La Société Générale objet d’une manipulation sur Twitter ?

Nous vous livrons ici l’analyse d’un phénomène de manipulation sur Twitter que nous sommes visiblement les premiers à avoir identifié.

Dans le cadre de son offre d’e-réputation, Proxem produit un observatoire Twitter sur les banques. C’est la synthèse hebdomadaire de ce qui s’est dit sur Twitter autour de chaque banque. L’analyse sémantique permet de :

  1. Séparer le bon grain de l’ivraie (dans ce contexte, il faut filtrer BNP quand ce sigle veut dire British National Party, ou LCL quand c’est Lieutenant-Colonel),
  2. Qualifier chaque tweet (avis de consommateur, remarque sur du sponsoring sportif, offre d’emploi…),
  3. Synthétiser les tweets similaires en groupes homogènes, pour dégager les tendances.

L’analyse de la semaine du 14 septembre 2011 concernant la Société Générale montre que le tweet le plus (ré)émis est « Depuis 2006, l’action Société Générale a chuté de 140 à 17€ banque faillite CAC 40 ». Ce groupe compte plus de 600 tweets, soit sensiblement plus que ceux concernant le retrait des fonds de Siemens (138 tweets), la poursuite du site Electron libre en diffamation (122 tweets) ou l’enquête US sur le rôle de la banque dans une affaire de fraude (69 tweets).

Le problème vient ici du fait que ces 600 tweets n’ont pas été écrits par des humains, mais réémis en boucle automatiquement par un bot (robot logiciel) qui gère une vingtaine de comptes Twitter (ladydodo2, gisetta1, roussiama, rotatayoyoy1, hiroshigirl1, mylenana, cleamounette, krulyly, dilita2, semella1, eylisabetha, jordine3, olgach07, larabis1, Clisthna, lrah1). Certains des profils qui étaient gérés par le bot (clemental1, delphinie1, cybella2, freyha1, ingreed4, vaninahal) ont déjà été suspendus. Tous ces différents profils partagent les mêmes caractéristiques : un avatar féminin d’inspiration manga ; une émission automatique de tweet toutes les 3 minutes ; aucun following.
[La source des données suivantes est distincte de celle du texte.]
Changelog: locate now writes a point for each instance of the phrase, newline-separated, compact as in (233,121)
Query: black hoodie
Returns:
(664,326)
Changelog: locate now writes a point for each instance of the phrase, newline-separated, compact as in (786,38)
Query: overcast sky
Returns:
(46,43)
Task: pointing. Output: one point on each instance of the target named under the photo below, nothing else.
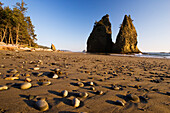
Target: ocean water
(165, 55)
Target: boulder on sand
(53, 47)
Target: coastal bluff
(100, 40)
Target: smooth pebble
(25, 85)
(42, 105)
(76, 102)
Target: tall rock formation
(100, 40)
(126, 41)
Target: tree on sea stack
(15, 27)
(53, 47)
(100, 40)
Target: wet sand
(148, 78)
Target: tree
(15, 26)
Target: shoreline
(148, 78)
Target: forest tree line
(15, 27)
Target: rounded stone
(11, 78)
(133, 97)
(46, 83)
(83, 94)
(119, 102)
(115, 87)
(27, 79)
(99, 92)
(3, 87)
(64, 93)
(55, 76)
(14, 71)
(42, 105)
(36, 68)
(91, 83)
(25, 85)
(80, 84)
(92, 88)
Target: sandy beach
(146, 78)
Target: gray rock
(100, 40)
(76, 102)
(25, 85)
(133, 97)
(119, 102)
(126, 41)
(3, 88)
(42, 105)
(64, 93)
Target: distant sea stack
(100, 40)
(126, 41)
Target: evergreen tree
(15, 27)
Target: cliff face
(100, 40)
(126, 41)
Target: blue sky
(68, 23)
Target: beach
(146, 78)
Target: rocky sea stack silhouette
(100, 40)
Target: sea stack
(126, 41)
(100, 40)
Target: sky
(68, 23)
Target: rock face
(53, 47)
(126, 41)
(100, 40)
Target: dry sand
(152, 76)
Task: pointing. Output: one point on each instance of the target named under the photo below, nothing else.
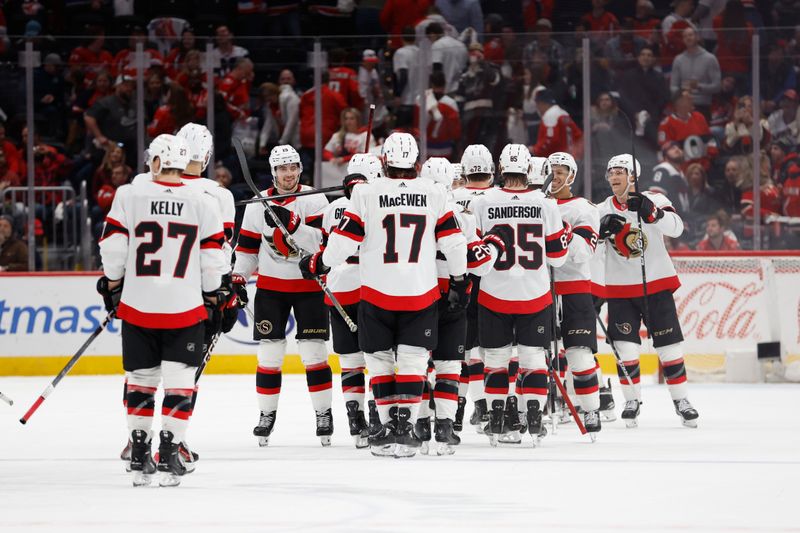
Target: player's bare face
(287, 177)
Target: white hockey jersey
(623, 272)
(166, 240)
(255, 249)
(398, 224)
(343, 280)
(519, 282)
(575, 275)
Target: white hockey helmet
(439, 170)
(624, 161)
(563, 159)
(367, 164)
(515, 159)
(199, 140)
(477, 159)
(400, 150)
(283, 154)
(537, 171)
(171, 151)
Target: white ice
(739, 471)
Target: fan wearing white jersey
(624, 289)
(574, 287)
(514, 302)
(448, 356)
(280, 288)
(398, 223)
(162, 238)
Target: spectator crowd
(672, 77)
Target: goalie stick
(237, 145)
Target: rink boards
(45, 317)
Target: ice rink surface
(739, 471)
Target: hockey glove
(501, 237)
(240, 288)
(110, 296)
(458, 295)
(289, 219)
(610, 225)
(312, 267)
(645, 207)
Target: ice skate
(630, 413)
(422, 431)
(607, 404)
(141, 464)
(591, 421)
(511, 424)
(688, 414)
(325, 426)
(357, 423)
(480, 416)
(446, 438)
(494, 428)
(535, 425)
(458, 424)
(170, 462)
(263, 430)
(406, 442)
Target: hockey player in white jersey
(162, 238)
(398, 223)
(624, 289)
(574, 287)
(514, 302)
(281, 289)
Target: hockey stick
(237, 145)
(6, 399)
(324, 190)
(67, 368)
(640, 237)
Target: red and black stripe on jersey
(112, 226)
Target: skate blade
(168, 479)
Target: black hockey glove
(458, 295)
(645, 207)
(289, 219)
(610, 225)
(110, 296)
(311, 266)
(502, 237)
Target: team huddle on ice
(458, 289)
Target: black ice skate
(406, 442)
(591, 421)
(630, 413)
(357, 423)
(458, 425)
(607, 403)
(494, 428)
(325, 426)
(142, 464)
(170, 462)
(266, 422)
(535, 425)
(688, 414)
(445, 435)
(511, 424)
(480, 416)
(422, 431)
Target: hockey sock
(674, 370)
(319, 378)
(445, 393)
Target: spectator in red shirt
(717, 238)
(235, 89)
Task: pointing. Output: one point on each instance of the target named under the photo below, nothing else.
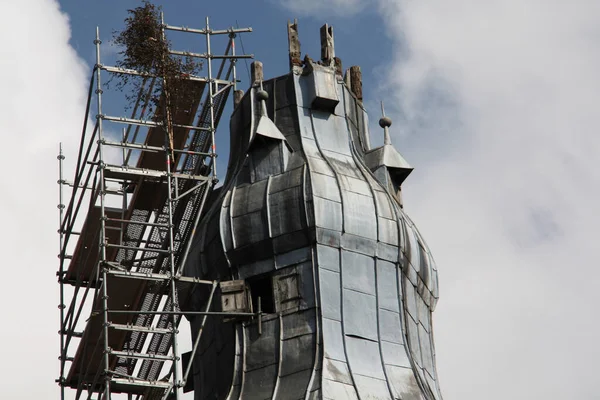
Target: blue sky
(494, 103)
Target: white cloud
(324, 8)
(498, 104)
(495, 103)
(42, 103)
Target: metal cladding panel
(299, 324)
(387, 286)
(426, 353)
(336, 371)
(360, 314)
(371, 388)
(333, 340)
(326, 187)
(328, 257)
(395, 354)
(293, 386)
(336, 390)
(359, 215)
(390, 327)
(329, 284)
(352, 281)
(297, 354)
(260, 382)
(280, 219)
(358, 272)
(328, 214)
(364, 357)
(403, 383)
(331, 132)
(249, 228)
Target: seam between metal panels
(279, 360)
(229, 226)
(243, 373)
(335, 174)
(361, 168)
(231, 209)
(268, 207)
(318, 360)
(342, 325)
(401, 279)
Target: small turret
(386, 163)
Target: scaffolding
(126, 229)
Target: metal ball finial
(262, 95)
(385, 122)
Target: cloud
(339, 8)
(497, 103)
(44, 85)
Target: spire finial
(385, 123)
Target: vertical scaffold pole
(234, 61)
(61, 268)
(173, 291)
(213, 151)
(102, 262)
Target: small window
(262, 287)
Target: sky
(495, 105)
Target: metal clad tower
(309, 231)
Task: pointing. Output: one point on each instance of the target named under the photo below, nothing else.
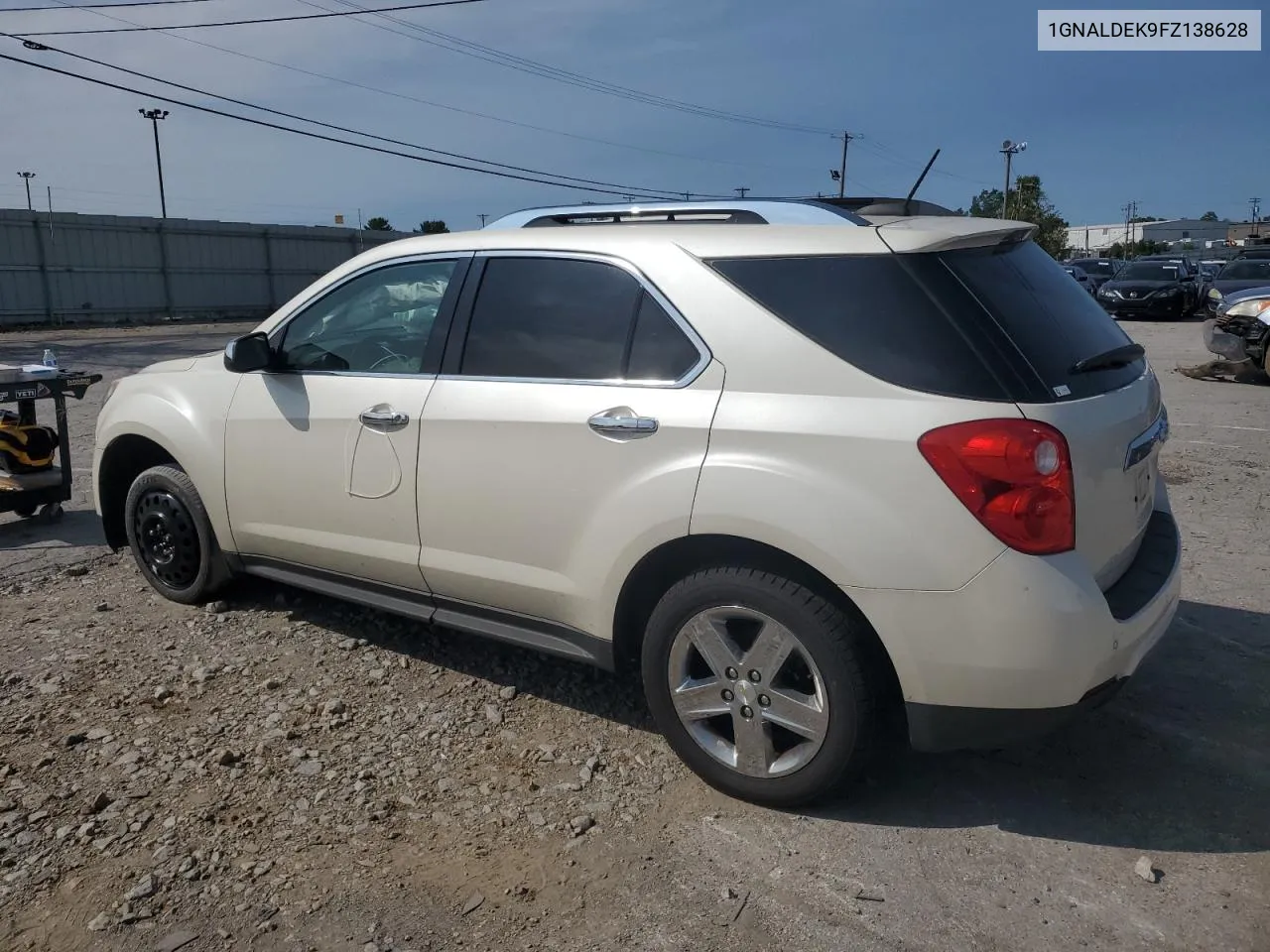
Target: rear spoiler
(939, 234)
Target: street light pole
(1010, 150)
(27, 177)
(842, 169)
(154, 116)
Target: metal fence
(66, 268)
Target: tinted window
(377, 322)
(1001, 322)
(1047, 316)
(550, 318)
(1103, 270)
(1250, 270)
(1151, 271)
(659, 349)
(871, 312)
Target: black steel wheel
(171, 536)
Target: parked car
(1100, 270)
(1151, 287)
(1082, 278)
(1241, 327)
(1237, 276)
(698, 456)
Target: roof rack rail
(887, 206)
(760, 211)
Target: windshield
(1103, 270)
(1246, 271)
(1148, 271)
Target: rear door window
(561, 318)
(550, 318)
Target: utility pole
(841, 175)
(1010, 150)
(1130, 212)
(154, 116)
(27, 177)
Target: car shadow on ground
(128, 353)
(75, 530)
(556, 679)
(1179, 761)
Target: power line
(318, 135)
(248, 23)
(102, 7)
(486, 54)
(327, 125)
(407, 96)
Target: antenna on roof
(917, 184)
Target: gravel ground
(284, 772)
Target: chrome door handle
(384, 419)
(621, 422)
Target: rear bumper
(1026, 645)
(935, 728)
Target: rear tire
(767, 690)
(172, 538)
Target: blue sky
(1179, 132)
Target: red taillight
(1015, 476)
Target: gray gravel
(303, 774)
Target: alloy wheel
(748, 690)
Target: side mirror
(250, 352)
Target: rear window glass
(1003, 322)
(871, 312)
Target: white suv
(792, 476)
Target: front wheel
(171, 536)
(767, 690)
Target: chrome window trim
(686, 380)
(280, 329)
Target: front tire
(171, 536)
(767, 690)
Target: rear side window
(574, 320)
(659, 350)
(873, 313)
(1047, 316)
(553, 318)
(1003, 322)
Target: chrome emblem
(1148, 439)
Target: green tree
(1028, 203)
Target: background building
(1095, 239)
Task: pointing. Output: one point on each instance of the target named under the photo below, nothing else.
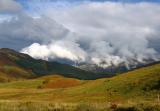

En revanche, l’ensemble des profils compte plus de 1000 followers.

Depuis 2006, l'action Société Générale a chuté de 140 à 17€ banque faillite CAC 40

Qui est derrière cette machinerie ? Quelle en est la motivation ? (Est-ce une officine étrangère cherchant à déstabiliser une banque française ? Faut-il prévenir la DCRI ?)

Tous les tweets de ces profils contiennent un lien court vers différentes entrées du même blog, Zebuzzeo. Il semble donc s’agir d’une opération de marketing auto-promotionnel. Notons toutefois que ce blog ne contient pas d’indication sur son auteur ; sa ligne éditoriale n’est pas non plus limpide.

A ce stade, je ne sais pas à quel point la « contribution » de ce bot a augmenté le bruit de fond négatif autour de la Société Générale, du fait de ses 1000 followers, et ajouté aux rumeurs récurrentes qui depuis cet été ont fait chuter son cours. Je ne suis pas convaincu qu’il y ait dans le cas d’espèce volonté de nuisance. Néanmoins, l’existence même du bot soulève des questions.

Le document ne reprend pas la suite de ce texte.